Governo apela a discursos; mercado desconfia de uso político do BC

Em meio a tamanha crise de confiança  o governo lançou mão, ontem, de uma das poucas armas que ainda restam para tentar influenciar as expectativas e conter o caos até a definição do processo eleitoral: o discurso. Pela manhã, o secretário do Tesouro Nacional, Eduardo Guardia, reforçou a tese de que o dinheiro disponível em caixa cobre os vencimentos até o fim do ano.

À tarde, o presidente do Banco Central, Armínio Fraga, tentou emprestar ao País um pouco da credibilidade pessoal que tem no mercado financeiro em geral. Falou muito sobre a economia mas, na avaliação de especialistas, disse pouco. E pior: deixou a impressão de que um órgão absolutamente técnico avançou em terreno político.

“O discurso não trouxe nada de novo. Fraga está usando um instrumento que tem, que é a sua própria credibilidade, para interferir no mercado”, avalia o economista Ricardo Amorim, chefe do Departamento de Pesquisa Econômica da Consultor IdeaGlobal, em Nova York. No entanto, ele afirma que isso não tem efeito neste momento e aposta em taxas de câmbio ainda mais elevadas pela frente. “O real deverá continuar se desvalorizando”, diz. Hoje, a cotação do dólar chegou a R$ 4.

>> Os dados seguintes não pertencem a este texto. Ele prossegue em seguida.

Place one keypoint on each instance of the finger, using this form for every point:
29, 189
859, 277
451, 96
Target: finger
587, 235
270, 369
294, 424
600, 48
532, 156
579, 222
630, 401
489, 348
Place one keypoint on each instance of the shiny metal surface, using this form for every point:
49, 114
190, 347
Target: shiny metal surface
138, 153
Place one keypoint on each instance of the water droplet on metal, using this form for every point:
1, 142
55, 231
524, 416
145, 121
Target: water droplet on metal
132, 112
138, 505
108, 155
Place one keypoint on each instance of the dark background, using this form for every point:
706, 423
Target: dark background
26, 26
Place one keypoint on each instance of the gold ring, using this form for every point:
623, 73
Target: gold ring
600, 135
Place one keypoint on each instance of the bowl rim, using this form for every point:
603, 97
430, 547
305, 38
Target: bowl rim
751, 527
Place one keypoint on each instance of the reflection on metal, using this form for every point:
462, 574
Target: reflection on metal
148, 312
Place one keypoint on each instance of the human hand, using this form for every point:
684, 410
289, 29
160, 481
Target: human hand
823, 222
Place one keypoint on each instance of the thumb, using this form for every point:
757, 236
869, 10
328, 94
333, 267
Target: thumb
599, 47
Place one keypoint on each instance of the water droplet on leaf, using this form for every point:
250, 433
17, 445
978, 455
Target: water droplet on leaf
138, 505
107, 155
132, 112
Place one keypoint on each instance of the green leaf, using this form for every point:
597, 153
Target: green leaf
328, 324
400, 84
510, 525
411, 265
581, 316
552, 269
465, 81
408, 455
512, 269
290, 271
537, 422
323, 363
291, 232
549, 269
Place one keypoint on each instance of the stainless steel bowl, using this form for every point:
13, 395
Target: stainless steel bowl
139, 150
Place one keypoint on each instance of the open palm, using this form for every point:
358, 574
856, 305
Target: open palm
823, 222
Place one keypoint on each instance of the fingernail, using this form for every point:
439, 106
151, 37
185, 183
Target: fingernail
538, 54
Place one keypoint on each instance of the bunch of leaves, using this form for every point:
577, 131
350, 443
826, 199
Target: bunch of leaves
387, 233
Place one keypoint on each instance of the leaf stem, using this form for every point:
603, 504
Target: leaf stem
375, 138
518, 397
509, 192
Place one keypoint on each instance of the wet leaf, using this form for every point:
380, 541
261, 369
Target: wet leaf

“Não há o que segure essa escalada agora”, aposta o analista para mercados emergentes de um grande banco estrangeiro, em Nova York. Segundo ele, o mercado está focado na concentração de vencimentos nos próximos dias. Entre títulos cambiais, contratos especiais de câmbio (swap) e dívidas do setor privado, estariam vencendo quase US$ 8,5 bilhões, nas próximas duas semanas.

“O Fraga gosta de falar com o mercado em momentos de tensão. Ele fez isso outras vezes. Desta vez, ele tentou dar um recado ao Lula, que há poucos dias disse que a responsabilidade de acalmar os mercados é do governo que está aí”, afirma.

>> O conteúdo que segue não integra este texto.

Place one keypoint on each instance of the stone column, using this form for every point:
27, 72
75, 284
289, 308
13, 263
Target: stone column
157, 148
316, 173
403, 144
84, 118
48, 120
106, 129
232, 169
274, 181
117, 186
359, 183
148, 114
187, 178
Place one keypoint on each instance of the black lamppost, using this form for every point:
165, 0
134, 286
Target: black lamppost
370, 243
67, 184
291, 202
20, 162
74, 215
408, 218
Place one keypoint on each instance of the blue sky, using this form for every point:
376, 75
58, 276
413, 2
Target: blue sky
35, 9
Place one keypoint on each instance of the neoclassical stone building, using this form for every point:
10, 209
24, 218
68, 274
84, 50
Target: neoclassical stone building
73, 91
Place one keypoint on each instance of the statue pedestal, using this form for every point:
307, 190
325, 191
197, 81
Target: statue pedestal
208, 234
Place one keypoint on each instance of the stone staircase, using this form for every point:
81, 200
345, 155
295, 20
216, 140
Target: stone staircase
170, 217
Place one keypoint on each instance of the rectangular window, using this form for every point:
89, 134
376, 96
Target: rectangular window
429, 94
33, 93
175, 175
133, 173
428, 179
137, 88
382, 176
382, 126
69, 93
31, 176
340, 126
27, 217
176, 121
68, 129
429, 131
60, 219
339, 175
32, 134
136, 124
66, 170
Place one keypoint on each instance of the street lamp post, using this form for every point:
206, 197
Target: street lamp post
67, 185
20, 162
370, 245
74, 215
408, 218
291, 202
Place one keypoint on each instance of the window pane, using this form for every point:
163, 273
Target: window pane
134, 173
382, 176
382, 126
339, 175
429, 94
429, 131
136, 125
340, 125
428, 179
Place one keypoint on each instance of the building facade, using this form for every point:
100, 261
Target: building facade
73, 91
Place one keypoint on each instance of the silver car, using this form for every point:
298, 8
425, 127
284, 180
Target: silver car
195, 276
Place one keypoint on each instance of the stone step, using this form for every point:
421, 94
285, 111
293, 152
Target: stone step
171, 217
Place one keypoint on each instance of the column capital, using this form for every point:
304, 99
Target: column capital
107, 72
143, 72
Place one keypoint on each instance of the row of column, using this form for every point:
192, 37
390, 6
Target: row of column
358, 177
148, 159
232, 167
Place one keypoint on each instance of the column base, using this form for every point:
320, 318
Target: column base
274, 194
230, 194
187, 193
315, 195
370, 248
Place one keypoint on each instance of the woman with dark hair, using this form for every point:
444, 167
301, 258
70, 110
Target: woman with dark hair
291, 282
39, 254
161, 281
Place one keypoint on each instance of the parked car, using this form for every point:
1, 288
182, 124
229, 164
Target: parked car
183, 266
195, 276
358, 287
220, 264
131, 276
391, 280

Para o ex-ministro Maílson da Nóbrega, “é legítimo ele (Fraga) usar a sua credibilidade”, mas “não deveria ter se prestado a ser porta-voz de uma reunião política”, afirma, referindo-se à reunião da área econômica com o presidente Fernando Henrique Cardoso, que ocorreu antes da entrevista do presidente do BC. “É delicado falar nesta hora em que o mercado está num estresse absoluto e tende a fazer análises apressadas, como a de que o BC está sendo usado politicamente”, afirmou.

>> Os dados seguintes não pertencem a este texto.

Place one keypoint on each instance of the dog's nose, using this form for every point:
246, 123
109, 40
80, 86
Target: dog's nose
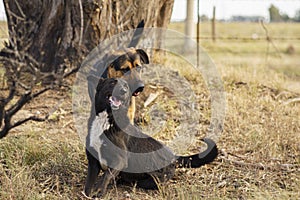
140, 87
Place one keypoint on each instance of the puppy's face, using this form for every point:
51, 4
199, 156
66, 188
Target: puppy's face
128, 65
112, 94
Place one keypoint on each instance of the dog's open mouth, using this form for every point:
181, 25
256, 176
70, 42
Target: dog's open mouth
115, 102
138, 92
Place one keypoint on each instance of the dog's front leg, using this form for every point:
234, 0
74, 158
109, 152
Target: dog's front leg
111, 173
93, 171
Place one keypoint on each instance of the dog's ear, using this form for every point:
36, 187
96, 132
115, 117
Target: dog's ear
100, 83
143, 55
92, 84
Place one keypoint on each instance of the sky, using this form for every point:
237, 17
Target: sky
225, 8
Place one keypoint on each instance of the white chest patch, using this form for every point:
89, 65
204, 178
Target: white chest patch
100, 124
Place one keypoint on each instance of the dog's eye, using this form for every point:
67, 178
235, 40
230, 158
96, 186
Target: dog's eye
125, 69
138, 68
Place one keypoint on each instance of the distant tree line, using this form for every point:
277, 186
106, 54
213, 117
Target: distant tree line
274, 13
277, 16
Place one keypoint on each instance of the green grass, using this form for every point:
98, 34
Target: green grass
259, 146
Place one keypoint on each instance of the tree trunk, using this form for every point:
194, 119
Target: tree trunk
56, 32
48, 40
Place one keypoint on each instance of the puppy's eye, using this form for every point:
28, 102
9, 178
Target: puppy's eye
138, 68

Segundo ele, no cenário atual, o câmbio se presta a interpretações de acordo com o gosto do freguês. “Isso é típico de períodos de crises. O discurso do presidente do BC criou a expectativa de que viria alguma medida administrativa para tentar influenciar o mercado. Não veio nada. Nessa hora, se você falar pode errar e se ficar calado também”, observou Maílson. Na avaliação, o humor do mercado, ontem, teria piorado com ou sem as declarações de Fraga. “Esse clima é uma combinação do cenário externo com o processo eleitoral.”

Compulsório

Uma das alternativas apontadas pelos especialistas e que poderiam ser adotadas pelo BC é o aumento do depósito compulsório que as instituições financeiras são obrigadas a recolher ao BC. O problema é que isso significa retirar reais da economia, o que teria reflexos também num mercado de crédito já bastante restrito.

Novas alterações no limite de exposição dos bancos em operações com câmbio também são cogitadas, mas há quem acredite que isso poderia trazer mais distorções num momento de tensão. “Ser mais agressivo nas intervenções, agora, é jogar dinheiro fora”, diz o economista-chefe de um banco estrangeiro. O próprio presidente do BC disse que o “cardápio de instrumentos do BC” é conhecido e é o clássico.

“Não há solução mágica”, enfatizou, ressaltando que não há solução para tudo. Com isso, levando em conta que o Brasil tem atualmente cerca de US$ 18 bilhões de reservas líquidas, já descontados os empréstimos do Fundo Monetário Internacional (FMI), o recado para o mercado foi: espera-se mais do mesmo.